First things first.
While DSMs are—absolutely—known for their turbocharged, all-wheel-drive reputation, that does NOT mean any Mitsubishi-made car from the 90s available turbocharged with all-wheel-drive is a DSM.
It’s easier to remember what IS a DSM.
The 1989-1999 Mitsubishi Eclipse IS a DSM.
The 1989-1994 Plymouth Laser IS a DSM.
The 1989-1998 Eagle Talon IS a DSM.
The 2000-up Mitsubishi Eclipse is NOT a DSM.
The Galant VR4 is NOT a DSM.
The 3000GT VR4 is NOT a DSM.
And—FFS—the Evo is NOT a DSM.
DSM stands for Diamond-Star Motors, a joint venture between Mitsubishi and Chrysler.
Briefly, Mitsubishi and Chrysler have collaborated since 1970. Remember the Dodge Colt? It was actually a Mitsubishi Colt. The Dodge Raider? A Pajero, aka Montero.
DSM was founded in 1985. They broke ground on a plant in Normal, Illinois, in 1986. And the first generation of DSMs, the Mitsubishi Eclipse, Eagle Talon, and Plymouth Laser—we call them “1Gs”—rolled off the assembly line in 1989.
Learn more about Diamond Star Motors (DSM) on Wikipedia: DSM
1G DSM (1Ga & 1Gb)
The 1Gs all featured Mitsubishi’s 4G63 Sirius 4-cylinder powerplant, mated to either front- or all-wheel drive systems. All model trim levels used the same engine.

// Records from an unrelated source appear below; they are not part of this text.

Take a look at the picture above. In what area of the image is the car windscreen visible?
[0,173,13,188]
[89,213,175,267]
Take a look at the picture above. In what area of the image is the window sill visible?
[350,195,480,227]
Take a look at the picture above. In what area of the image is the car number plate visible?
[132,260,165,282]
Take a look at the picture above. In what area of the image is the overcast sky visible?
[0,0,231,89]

The 1G DSM got a facelift midway through production. 1989-1991 “1Ga” models are easily differentiated by their pop-up headlights, while the facelifted, 1992-1994 “1Gb” models featured composite headlights.
2G DSM (2Ga & 2Gb)
2G DSMs were a bit different. The angular, “cheese wedge” profile was replaced with more generously contoured sheetmetal. The “power bulge” on the hood, no longer necessary to clearance the cam gears and timing belt, stayed on because, well, because even the engineers knew that shit was cool.
The Laser was retired because Plymouth was redundant and fading out.

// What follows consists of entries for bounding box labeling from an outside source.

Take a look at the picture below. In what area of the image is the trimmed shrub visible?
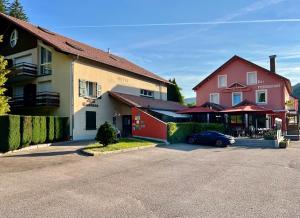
[95,122,118,146]
[54,117,64,141]
[47,116,54,142]
[32,116,41,145]
[167,122,225,143]
[40,117,47,144]
[0,115,21,152]
[20,116,32,148]
[264,130,277,140]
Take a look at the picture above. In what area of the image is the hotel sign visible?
[257,84,280,89]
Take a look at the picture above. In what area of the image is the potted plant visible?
[279,139,290,148]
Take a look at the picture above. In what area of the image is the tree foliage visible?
[167,78,184,104]
[8,0,28,21]
[0,36,9,115]
[95,122,117,146]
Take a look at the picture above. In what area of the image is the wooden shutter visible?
[85,111,96,130]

This left only the Eclipse and Talon. Turbocharged models—Eclipse GST & GSX, Talon TSi & TSi AWD—retained updated versions of the venerable 4G63, available in either front- or all-wheel-drive configurations. (Blah, blah, blah. Crankwalk. Grow up, already. It’s been resolved for 20 years now.)
Like the 1G before it, the 2G DSM got a facelift midway through production. 1995-1996 “2Ga” models shared identical, composite headlights and a simpler, “smiley” front fascia, but featured unique tail lights and rear deck lid spoilers; a low-wing on the Eclipse and a “thumbnail” at the base of the Talon’s rear glass. 1997-1999 “2Gb” models were better differentiated.
The 2Gb Talons retained the 2Ga headlights but gained a very aggressive (for the time) front fascia, with a single, raised strake running down the sides to the rear fascia, as well as a much larger rear spoiler wrapping around the rear glass.
2Gb Eclipses gained a subtle clip at the inner edge of their headlights, which were otherwise identical to those on the Talons, surrounded by a trapezoidal grille hinting Mitsubishi’s new design language in the works. Out back, a new hoop-style spoiler (“high wing” in the community) crowned the decklid.
2GNT stands for 2nd Generation, Non-Turbocharged.
When the second generation (2G) was introduced in 1995, the non-turbocharged models got a Chrysler 420A—most notably found in the Dodge Neon, but also Dodge Avenger and Chrysler Sebring. These were all front-wheel-drive and mated to either a tough-as-nails, New Venture T-350 manual or some kind of shitty, power-sucking, Chrysler slushbox automatic nobody ever liked.
Interestingly, the 2GNT Eclipse Spyder (convertible) came with a naturally aspirated, 2.4L version of the Mitsubishi Sirius engine, the 4G64 instead of the 420A.
DSM effectively ended in 1995.
Chrysler bailed out, selling its stake to Mitsubishi in 1993. In 1995, all cars made in Normal were officially Mitsubishis, but we will always consider the 2Gs DSMs like their first generation forebears.
Sadly, the Talon—the best looking of all DSMs, if you ask a Talon owner like me—was retired along with the rest of the Eagle brand in 1998 as a result of the DaimlerChrysler merger, leaving the Eclipse as the last remaining DSM sold in 1999.
And that was the end of the DSM line.